Different training results when train data input to the model as eval mode first

Hi, I experimented the training phase. When dataloader loads a data for training, I put the data to the model as eval mode first with torch.no_grad() to get some data. And then I put the same data to the model for real training. But the training speed is quite different. When I don’t put the data to the model for imformation, only putting the data for training, it trains properly. But When I put the trick, the model doesn’t train well as if some gradient issue happened… What is the problem?

main code

 for data in dataloader:

        for i in range(len(model)):
            data[i][0] = data[i][0].to(device, non_blocking=True)
            data[i][1] = data[i][1].to(device, non_blocking=True)

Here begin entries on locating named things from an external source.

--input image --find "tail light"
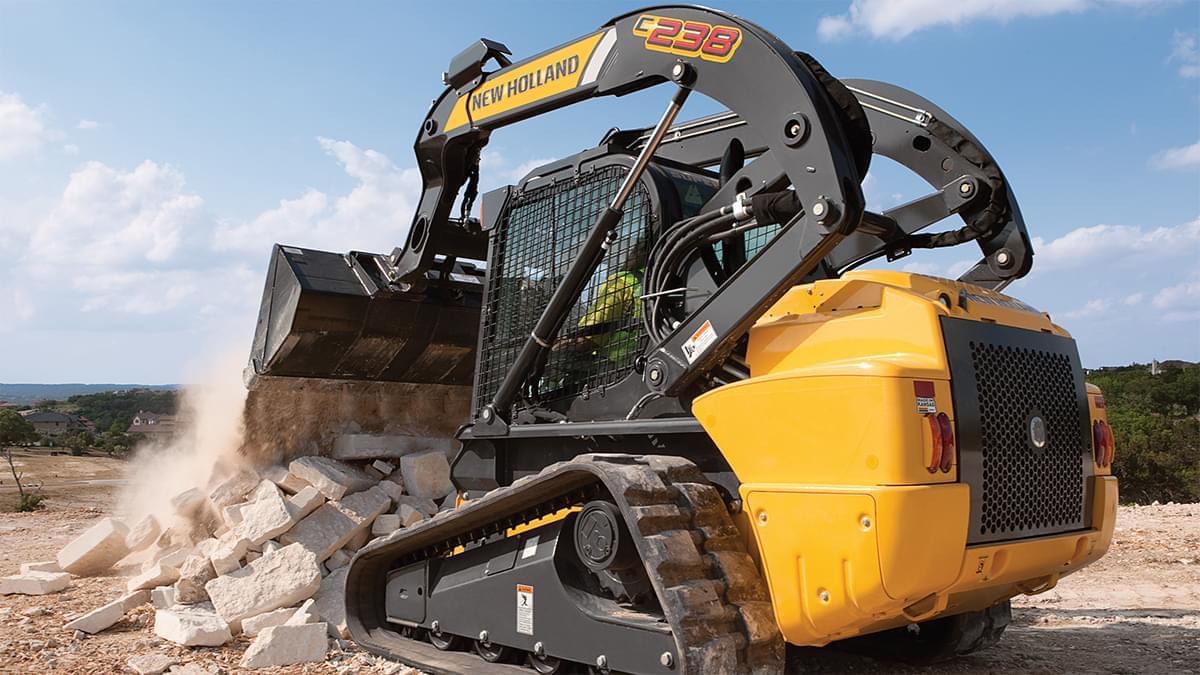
[1092,419,1116,466]
[925,412,954,473]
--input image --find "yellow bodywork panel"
[692,271,1117,645]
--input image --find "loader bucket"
[242,245,482,462]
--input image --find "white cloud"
[1062,298,1109,318]
[25,160,206,271]
[1151,281,1200,321]
[214,137,421,255]
[0,91,62,161]
[817,0,1162,41]
[1166,30,1200,77]
[1033,213,1200,273]
[1150,143,1200,169]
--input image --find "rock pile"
[0,436,457,668]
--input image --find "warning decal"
[517,584,533,635]
[682,321,716,363]
[912,380,937,413]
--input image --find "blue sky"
[0,0,1200,383]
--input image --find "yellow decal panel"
[446,31,604,131]
[634,14,742,64]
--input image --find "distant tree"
[0,410,44,510]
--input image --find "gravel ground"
[0,458,1200,674]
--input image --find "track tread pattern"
[350,454,784,675]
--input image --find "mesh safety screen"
[475,167,653,408]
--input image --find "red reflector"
[937,412,954,473]
[1100,422,1117,466]
[925,414,942,473]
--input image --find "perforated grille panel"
[943,319,1091,542]
[475,167,652,408]
[971,342,1084,534]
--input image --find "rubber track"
[347,454,784,675]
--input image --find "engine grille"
[475,166,652,410]
[943,319,1092,543]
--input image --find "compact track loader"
[247,6,1117,674]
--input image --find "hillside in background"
[1087,362,1200,503]
[0,382,180,401]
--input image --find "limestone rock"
[209,471,262,509]
[62,599,128,635]
[396,495,438,518]
[312,567,350,639]
[126,562,179,591]
[204,544,320,621]
[172,555,217,604]
[241,623,329,668]
[236,480,294,546]
[378,480,404,502]
[371,513,403,537]
[209,532,250,574]
[288,456,374,500]
[121,589,150,611]
[150,581,179,609]
[280,502,359,562]
[279,485,325,522]
[263,466,308,495]
[286,598,320,626]
[0,572,71,596]
[325,549,353,572]
[125,515,162,552]
[125,653,179,675]
[396,504,427,527]
[400,450,454,500]
[154,603,233,647]
[58,518,130,577]
[241,601,294,635]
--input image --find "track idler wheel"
[430,621,466,651]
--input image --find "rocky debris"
[400,450,454,500]
[172,555,217,604]
[396,495,438,518]
[126,562,180,591]
[125,515,162,552]
[287,598,320,626]
[379,479,404,502]
[241,601,294,635]
[263,466,308,495]
[0,571,71,596]
[288,485,325,522]
[238,480,294,548]
[209,532,250,574]
[154,603,233,647]
[395,504,428,527]
[312,567,350,638]
[288,456,376,501]
[241,623,329,668]
[280,502,358,562]
[331,434,454,460]
[209,471,260,509]
[150,581,179,609]
[64,599,128,635]
[204,544,320,621]
[325,549,354,572]
[371,513,404,537]
[125,653,179,675]
[58,518,130,577]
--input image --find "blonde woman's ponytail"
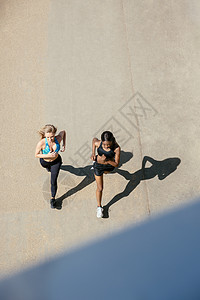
[38,124,57,139]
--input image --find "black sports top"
[97,142,115,158]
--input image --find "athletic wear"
[42,138,60,154]
[40,154,62,198]
[97,142,115,159]
[97,206,103,218]
[93,142,116,176]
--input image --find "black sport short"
[94,161,115,176]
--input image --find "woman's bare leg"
[95,175,103,206]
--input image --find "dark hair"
[101,131,116,144]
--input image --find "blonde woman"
[35,124,66,208]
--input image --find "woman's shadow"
[103,156,181,218]
[54,150,133,209]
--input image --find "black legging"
[40,154,62,198]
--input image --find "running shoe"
[97,206,103,218]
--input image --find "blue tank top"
[42,138,60,154]
[97,142,115,158]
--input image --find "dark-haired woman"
[91,131,120,218]
[35,124,66,208]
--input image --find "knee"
[97,185,103,192]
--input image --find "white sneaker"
[97,206,103,218]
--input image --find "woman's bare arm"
[35,140,57,158]
[90,138,100,160]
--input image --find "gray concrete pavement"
[0,0,200,274]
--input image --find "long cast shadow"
[55,150,133,209]
[103,156,181,218]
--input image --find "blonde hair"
[38,124,57,139]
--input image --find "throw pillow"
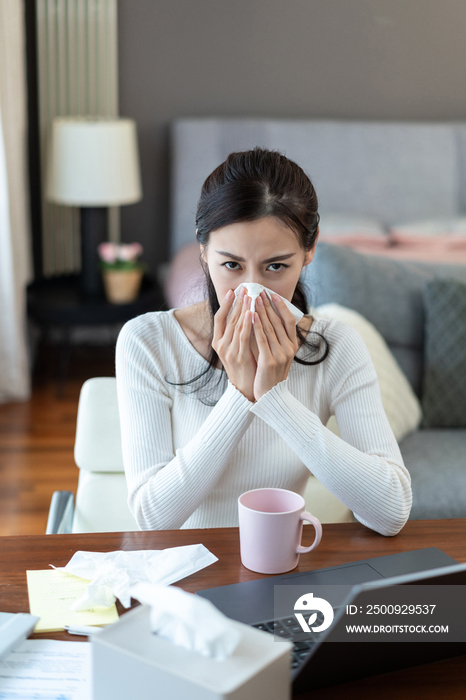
[301,243,466,397]
[422,279,466,428]
[319,213,390,254]
[310,304,422,442]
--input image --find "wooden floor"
[0,346,114,536]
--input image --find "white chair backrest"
[74,377,124,472]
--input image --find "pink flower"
[117,243,142,262]
[97,243,118,265]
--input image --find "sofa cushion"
[422,280,466,428]
[301,242,466,396]
[310,304,422,441]
[400,428,466,520]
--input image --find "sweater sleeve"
[250,324,412,536]
[116,319,254,530]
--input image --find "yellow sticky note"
[26,569,118,632]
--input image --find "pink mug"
[238,489,322,574]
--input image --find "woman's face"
[201,216,315,304]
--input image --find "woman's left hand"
[253,292,298,401]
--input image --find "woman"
[116,148,412,535]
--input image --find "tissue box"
[91,605,292,700]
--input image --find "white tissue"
[131,583,241,661]
[235,282,304,323]
[53,544,218,611]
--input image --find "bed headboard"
[170,118,466,255]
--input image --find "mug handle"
[296,512,322,554]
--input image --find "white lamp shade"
[46,118,142,207]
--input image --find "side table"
[27,275,165,396]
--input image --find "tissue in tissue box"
[91,605,292,700]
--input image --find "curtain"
[0,0,31,403]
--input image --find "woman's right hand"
[212,287,257,401]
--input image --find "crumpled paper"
[235,282,304,323]
[51,544,218,611]
[131,583,241,661]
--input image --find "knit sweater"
[116,309,412,535]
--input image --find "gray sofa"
[171,119,466,519]
[303,243,466,520]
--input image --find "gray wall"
[119,0,466,270]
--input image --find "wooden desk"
[0,519,466,700]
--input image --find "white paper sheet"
[0,639,91,700]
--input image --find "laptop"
[197,547,466,694]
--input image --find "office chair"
[46,377,139,535]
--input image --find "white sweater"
[116,309,412,535]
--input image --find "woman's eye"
[269,263,288,272]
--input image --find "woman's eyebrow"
[215,250,296,263]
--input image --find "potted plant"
[97,243,144,304]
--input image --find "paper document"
[26,569,118,636]
[0,639,91,700]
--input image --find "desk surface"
[0,519,466,700]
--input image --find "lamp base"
[80,207,108,299]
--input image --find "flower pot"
[102,268,143,304]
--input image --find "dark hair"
[170,147,329,405]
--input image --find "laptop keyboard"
[251,608,338,670]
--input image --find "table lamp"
[46,117,142,298]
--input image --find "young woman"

        with torch.cuda.amp.autocast():

            for i in range(len(model)):

                attention_rollout=VITAttentionRollout(model[i], head_fusion='max', discard_ratio=0.9)
                mask.append(attention_rollout(data[i][0]))
                del attention_rollout

            for i in range(len(model)):
                model[i].train(mode=set_training_mode)
                output = model(data[i][0])
            

VITattentionRollout Code

class VITAttentionRollout:
    def __init__(self, model, attention_layer_name='attn_drop', head_fusion="mean",
                 discard_ratio=0.9):
        self.model = model
        self.head_fusion = head_fusion
        self.discard_ratio = discard_ratio
        self.attentions = []
        self.handles=[]
        self.attention_layer_name=attention_layer_name

    def __call__(self, input_tensor):
        self.attentions = []
        self.model.eval()
        with torch.no_grad():
            output = self.model(input_tensor)